Logiquement, l’EP devait au départ se terminer sur « Mes Songes », l’ambiance down tempo donnait cette impression d’au revoir. On reste dans une ambiance très aérée, avec un pic de riff qui se veut discret. Un ciel gris puis le soleil, John Sadeq a beau revêtir tout au long de son EP le costume de l’homme usé par la vie, les rêves restent intacts.
« Ecrit entre jour et nuit, jour de soleil et jour de pluie, joie et tristesse, sommeil et veille, j’y décris un état second, confus mais pas désagréable. Dur d’en dire plus… »
Rajouté à la dernière minute, « Van Gogh » coupe avec la note positive de « Mes Songes ». Morceau noir, testament d’un homme n’attendant que l’espoir d’un meilleur destin dans l’au-delà et continuant à souffrir de son vivant. La ligne de production est plus sombre, sans tomber dans la facilité mobb deepienne chère au rap français.

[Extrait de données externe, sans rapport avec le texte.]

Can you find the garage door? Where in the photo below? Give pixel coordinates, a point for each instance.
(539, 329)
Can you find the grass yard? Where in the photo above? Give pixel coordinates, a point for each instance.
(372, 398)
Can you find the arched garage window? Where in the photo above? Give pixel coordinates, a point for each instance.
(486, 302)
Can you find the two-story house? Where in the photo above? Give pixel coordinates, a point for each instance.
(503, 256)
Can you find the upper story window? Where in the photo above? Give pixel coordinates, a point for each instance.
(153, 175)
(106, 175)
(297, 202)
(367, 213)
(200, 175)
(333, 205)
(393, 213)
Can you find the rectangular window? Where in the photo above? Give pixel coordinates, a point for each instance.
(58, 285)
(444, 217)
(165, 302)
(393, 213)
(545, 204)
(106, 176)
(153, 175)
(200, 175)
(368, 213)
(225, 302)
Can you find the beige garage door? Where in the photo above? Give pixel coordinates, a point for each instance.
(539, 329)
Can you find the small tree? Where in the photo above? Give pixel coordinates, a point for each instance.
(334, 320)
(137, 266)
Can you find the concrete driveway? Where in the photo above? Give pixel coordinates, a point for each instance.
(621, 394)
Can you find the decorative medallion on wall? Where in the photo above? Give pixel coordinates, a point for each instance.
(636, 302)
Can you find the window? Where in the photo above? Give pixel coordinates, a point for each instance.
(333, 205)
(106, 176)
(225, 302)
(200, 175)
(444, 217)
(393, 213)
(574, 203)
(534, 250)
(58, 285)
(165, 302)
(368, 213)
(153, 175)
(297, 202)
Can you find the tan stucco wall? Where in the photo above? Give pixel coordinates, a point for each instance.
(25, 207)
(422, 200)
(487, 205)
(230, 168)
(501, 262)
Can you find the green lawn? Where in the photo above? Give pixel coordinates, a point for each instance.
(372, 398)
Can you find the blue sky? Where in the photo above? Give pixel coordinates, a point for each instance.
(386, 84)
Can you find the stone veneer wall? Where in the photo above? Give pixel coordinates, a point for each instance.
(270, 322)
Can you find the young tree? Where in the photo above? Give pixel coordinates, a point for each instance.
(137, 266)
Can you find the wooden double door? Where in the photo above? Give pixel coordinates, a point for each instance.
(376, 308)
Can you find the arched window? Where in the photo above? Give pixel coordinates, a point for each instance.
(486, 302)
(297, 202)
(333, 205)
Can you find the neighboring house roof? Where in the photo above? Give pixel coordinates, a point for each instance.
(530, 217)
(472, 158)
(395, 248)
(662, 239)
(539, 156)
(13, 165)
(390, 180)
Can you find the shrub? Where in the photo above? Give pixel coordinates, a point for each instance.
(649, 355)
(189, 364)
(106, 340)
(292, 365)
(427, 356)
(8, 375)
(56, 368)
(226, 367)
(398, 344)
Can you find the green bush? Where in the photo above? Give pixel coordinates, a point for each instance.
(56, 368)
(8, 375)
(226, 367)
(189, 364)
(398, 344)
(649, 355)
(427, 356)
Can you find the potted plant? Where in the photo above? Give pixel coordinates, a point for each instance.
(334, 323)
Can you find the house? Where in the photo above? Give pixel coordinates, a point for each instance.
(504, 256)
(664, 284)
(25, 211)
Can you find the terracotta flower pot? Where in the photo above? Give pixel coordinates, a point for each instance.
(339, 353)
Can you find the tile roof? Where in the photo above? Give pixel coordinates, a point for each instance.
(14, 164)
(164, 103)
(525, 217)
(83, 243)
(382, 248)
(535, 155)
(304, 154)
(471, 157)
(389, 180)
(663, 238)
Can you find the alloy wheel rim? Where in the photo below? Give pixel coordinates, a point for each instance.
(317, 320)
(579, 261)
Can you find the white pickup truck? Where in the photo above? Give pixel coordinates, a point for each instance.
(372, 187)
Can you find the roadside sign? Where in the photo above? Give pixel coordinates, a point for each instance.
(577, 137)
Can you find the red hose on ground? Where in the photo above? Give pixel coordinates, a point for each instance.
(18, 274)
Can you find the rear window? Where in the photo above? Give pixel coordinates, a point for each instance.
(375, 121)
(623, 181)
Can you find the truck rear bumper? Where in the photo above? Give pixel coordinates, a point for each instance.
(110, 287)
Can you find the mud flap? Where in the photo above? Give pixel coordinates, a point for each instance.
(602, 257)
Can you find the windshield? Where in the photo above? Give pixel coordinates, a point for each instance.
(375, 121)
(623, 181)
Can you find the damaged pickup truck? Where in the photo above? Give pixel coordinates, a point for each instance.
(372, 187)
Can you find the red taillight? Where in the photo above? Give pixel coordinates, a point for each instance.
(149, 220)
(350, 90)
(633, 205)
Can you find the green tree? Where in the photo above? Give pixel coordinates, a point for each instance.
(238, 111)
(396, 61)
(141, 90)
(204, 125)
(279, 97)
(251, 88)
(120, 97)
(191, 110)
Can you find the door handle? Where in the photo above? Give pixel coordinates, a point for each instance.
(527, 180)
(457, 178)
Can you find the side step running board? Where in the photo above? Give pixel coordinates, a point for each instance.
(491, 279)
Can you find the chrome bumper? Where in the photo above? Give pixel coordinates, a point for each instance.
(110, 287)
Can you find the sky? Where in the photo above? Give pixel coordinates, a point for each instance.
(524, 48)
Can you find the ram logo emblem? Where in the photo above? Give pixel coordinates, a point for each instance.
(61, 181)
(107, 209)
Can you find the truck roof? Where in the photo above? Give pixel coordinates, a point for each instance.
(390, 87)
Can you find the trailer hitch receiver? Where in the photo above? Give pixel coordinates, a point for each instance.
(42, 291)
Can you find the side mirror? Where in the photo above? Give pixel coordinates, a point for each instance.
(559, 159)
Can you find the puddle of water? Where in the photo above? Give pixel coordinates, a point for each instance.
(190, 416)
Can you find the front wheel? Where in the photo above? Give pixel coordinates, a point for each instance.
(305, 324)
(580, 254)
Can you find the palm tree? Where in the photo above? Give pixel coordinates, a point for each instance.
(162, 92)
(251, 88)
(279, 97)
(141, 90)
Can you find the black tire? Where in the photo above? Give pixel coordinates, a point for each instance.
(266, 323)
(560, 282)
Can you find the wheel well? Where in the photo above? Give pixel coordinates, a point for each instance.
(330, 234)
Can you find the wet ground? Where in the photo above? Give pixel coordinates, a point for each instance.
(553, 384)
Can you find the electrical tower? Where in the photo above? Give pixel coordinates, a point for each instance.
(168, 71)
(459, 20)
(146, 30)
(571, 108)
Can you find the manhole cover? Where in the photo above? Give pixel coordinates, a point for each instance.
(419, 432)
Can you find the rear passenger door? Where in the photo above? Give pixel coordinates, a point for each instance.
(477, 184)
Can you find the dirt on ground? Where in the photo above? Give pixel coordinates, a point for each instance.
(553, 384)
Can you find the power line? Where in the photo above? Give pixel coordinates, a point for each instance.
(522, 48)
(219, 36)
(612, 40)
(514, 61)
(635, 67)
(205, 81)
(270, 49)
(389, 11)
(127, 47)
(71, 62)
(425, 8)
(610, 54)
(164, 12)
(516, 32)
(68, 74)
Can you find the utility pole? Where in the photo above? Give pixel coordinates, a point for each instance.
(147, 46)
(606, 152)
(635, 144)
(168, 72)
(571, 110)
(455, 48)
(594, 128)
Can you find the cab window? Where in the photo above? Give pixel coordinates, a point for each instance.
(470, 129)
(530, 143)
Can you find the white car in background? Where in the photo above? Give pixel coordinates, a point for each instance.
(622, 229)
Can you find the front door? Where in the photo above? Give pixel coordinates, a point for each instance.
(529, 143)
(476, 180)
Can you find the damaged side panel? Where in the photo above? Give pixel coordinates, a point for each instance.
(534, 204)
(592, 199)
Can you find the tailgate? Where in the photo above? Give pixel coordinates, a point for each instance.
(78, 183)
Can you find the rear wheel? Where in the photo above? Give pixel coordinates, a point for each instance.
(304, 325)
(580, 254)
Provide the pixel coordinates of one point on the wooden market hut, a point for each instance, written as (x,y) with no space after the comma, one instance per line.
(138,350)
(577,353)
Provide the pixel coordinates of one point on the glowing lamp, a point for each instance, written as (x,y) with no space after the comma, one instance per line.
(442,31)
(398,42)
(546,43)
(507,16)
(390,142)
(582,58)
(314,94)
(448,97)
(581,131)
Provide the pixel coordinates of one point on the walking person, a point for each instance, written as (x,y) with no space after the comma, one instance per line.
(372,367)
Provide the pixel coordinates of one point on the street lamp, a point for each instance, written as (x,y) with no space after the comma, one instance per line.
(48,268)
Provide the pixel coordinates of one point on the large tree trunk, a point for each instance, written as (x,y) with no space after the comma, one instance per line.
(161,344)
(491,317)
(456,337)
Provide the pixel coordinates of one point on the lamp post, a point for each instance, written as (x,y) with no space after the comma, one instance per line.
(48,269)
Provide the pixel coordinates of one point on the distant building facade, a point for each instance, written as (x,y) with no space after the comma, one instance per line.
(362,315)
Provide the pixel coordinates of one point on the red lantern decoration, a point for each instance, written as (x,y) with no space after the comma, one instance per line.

« Van Gogh est déjà l’après Diwan, la fin de la thérapie, la conclusion. Il est né d’un sentiment d’inachevé, très spontanément, la veille de la sortie officielle du EP. Il est celui qui représente sûrement le mieux la fumée apparaissant sur la pochette, la fin, le moment où je quitte le divan, consumé, évaporé. »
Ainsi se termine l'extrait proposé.